Outro aspecto relevante identificado no estudo é o impacto das lideranças no processo de transformação digital. A figura de um Chief Digital Officer (CDO), ou equivalente, é destacada como fundamental para mediar as áreas de tecnologia e negócios, garantindo que as ações sejam executadas de maneira integrada e estratégica. No caso da empresa analisada, a contratação de um gestor especializado foi um marco importante, mas não suficiente para superar as barreiras culturais existentes. A pesquisa evidencia que, enquanto a tecnologia representa o componente técnico da transformação, a cultura organizacional é o elemento humano que define sua viabilidade a longo prazo.

Os resultados obtidos reforçam a ideia de que a transformação digital não pode ser tratada como um projeto isolado, mas como um processo contínuo de aprendizado e adaptação. A compatibilidade entre os valores individuais dos funcionários e os valores organizacionais se mostrou um fator crucial para reduzir resistências e aumentar a eficácia das iniciativas. No entanto, os dados também apontam para a necessidade de ajustes estruturais e comportamentais que promovam maior flexibilidade, descentralização das decisões e incentivo à criatividade.

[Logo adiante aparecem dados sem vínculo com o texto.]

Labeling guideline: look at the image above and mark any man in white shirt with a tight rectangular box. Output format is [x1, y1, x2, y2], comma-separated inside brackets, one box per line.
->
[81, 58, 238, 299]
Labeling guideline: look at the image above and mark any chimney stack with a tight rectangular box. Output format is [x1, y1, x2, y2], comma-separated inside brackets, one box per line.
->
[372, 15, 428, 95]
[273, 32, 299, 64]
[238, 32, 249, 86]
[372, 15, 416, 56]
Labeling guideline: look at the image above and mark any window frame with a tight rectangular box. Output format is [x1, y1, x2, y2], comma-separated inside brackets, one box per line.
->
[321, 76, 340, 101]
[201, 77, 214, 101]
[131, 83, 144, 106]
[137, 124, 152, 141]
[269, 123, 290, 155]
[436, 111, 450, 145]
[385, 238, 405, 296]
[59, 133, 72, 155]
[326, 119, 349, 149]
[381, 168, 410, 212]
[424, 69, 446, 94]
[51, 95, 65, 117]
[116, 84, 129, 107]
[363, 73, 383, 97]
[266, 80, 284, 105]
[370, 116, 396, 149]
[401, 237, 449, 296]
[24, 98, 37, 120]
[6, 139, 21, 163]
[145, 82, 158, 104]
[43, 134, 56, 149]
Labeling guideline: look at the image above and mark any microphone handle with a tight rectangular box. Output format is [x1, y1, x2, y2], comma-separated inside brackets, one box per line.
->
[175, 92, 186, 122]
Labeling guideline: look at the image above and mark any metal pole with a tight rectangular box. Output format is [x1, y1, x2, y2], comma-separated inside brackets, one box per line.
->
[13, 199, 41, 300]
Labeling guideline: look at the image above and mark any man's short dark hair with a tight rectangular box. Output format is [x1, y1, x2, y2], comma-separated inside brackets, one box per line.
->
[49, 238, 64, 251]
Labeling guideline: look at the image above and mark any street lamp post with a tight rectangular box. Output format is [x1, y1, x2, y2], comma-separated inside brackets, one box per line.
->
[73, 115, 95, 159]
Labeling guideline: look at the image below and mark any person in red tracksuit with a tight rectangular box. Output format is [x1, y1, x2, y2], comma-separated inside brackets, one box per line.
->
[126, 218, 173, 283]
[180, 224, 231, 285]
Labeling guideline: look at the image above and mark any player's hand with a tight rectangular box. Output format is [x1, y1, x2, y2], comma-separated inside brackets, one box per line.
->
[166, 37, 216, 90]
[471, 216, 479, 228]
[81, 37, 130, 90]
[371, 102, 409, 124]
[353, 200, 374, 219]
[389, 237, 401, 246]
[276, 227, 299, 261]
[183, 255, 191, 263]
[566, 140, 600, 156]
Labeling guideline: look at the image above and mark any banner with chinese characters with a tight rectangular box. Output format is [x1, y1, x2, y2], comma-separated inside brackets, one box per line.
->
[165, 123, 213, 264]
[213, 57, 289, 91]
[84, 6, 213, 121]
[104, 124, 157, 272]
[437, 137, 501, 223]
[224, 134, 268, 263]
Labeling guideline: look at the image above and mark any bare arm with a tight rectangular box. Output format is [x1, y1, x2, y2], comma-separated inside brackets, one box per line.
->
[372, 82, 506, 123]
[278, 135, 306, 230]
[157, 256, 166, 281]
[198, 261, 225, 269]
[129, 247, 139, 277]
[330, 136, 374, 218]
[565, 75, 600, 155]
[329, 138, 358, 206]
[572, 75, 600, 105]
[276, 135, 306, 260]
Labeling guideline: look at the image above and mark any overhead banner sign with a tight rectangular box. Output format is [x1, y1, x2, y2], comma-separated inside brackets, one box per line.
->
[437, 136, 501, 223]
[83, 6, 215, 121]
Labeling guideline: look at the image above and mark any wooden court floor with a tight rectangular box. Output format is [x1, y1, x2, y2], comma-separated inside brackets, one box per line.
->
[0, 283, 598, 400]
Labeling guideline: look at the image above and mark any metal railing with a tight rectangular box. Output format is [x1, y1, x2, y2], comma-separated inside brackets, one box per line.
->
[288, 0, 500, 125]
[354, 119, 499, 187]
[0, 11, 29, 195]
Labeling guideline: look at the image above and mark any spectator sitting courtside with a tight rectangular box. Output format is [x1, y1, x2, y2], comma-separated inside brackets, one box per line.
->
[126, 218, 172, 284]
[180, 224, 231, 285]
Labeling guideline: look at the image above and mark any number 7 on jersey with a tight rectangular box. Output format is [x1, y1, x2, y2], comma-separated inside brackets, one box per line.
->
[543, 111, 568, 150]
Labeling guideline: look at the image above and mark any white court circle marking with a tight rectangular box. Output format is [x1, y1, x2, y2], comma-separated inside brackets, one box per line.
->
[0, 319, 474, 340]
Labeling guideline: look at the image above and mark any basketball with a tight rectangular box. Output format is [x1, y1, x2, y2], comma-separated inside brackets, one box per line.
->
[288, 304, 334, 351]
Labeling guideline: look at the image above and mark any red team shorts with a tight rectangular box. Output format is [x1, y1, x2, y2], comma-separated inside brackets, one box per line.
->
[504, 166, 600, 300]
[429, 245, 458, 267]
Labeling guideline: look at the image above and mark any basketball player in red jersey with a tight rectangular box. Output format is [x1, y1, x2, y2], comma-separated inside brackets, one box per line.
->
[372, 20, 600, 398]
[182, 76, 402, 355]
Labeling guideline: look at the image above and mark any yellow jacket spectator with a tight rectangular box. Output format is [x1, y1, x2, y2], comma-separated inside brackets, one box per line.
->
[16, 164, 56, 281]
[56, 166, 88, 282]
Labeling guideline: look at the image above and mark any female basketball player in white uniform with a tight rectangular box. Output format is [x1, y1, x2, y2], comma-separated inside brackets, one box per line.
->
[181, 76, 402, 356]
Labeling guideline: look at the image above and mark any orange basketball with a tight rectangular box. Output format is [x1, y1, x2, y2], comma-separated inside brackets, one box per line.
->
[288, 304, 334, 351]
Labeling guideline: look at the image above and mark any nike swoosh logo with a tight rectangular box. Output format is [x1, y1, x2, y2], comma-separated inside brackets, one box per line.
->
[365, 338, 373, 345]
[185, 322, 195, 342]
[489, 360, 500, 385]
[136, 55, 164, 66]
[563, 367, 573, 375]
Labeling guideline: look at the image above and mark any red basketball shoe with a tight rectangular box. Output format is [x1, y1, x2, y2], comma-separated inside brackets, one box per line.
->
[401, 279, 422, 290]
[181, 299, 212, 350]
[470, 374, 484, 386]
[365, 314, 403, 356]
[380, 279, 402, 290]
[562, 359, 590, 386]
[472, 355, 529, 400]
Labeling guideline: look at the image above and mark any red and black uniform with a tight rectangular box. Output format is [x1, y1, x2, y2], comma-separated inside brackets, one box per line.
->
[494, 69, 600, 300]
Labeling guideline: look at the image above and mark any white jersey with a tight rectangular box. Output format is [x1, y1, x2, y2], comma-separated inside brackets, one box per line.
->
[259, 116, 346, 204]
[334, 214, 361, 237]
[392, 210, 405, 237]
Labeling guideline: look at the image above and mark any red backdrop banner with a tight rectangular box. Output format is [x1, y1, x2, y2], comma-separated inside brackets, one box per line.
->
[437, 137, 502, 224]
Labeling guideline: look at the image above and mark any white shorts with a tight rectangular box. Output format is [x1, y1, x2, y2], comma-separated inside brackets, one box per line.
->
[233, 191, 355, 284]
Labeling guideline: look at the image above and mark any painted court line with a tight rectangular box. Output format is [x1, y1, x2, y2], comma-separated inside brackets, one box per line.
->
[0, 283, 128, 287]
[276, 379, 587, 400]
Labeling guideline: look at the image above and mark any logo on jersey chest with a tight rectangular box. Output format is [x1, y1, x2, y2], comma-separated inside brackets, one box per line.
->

Ao concluir sua análise, os autores sugerem que estudos futuros acompanhem os impactos das ações implementadas na organização em questão, avaliando resultados concretos como aumento da eficiência operacional, melhoria na experiência do cliente e avanço na percepção de inovação. A pesquisa, além de contribuir para o debate acadêmico sobre o tema, oferece insights práticos para gestores e líderes empresariais que buscam conduzir suas organizações por caminhos sustentáveis de transformação digital, enfatizando que, no cerne desse processo, está sempre a necessidade de entender e transformar as pessoas que compõem a organização.

Referência:
ALCANTARA, Anne; SILVA, Athos; NELSON, Reed. Influência da cultura organizacional na transformação digital: um estudo de caso misto. P2P & Inovação, Rio de Janeiro, v. 10, n. 2, p. 1-18, e-6688, jan./jun. 2024.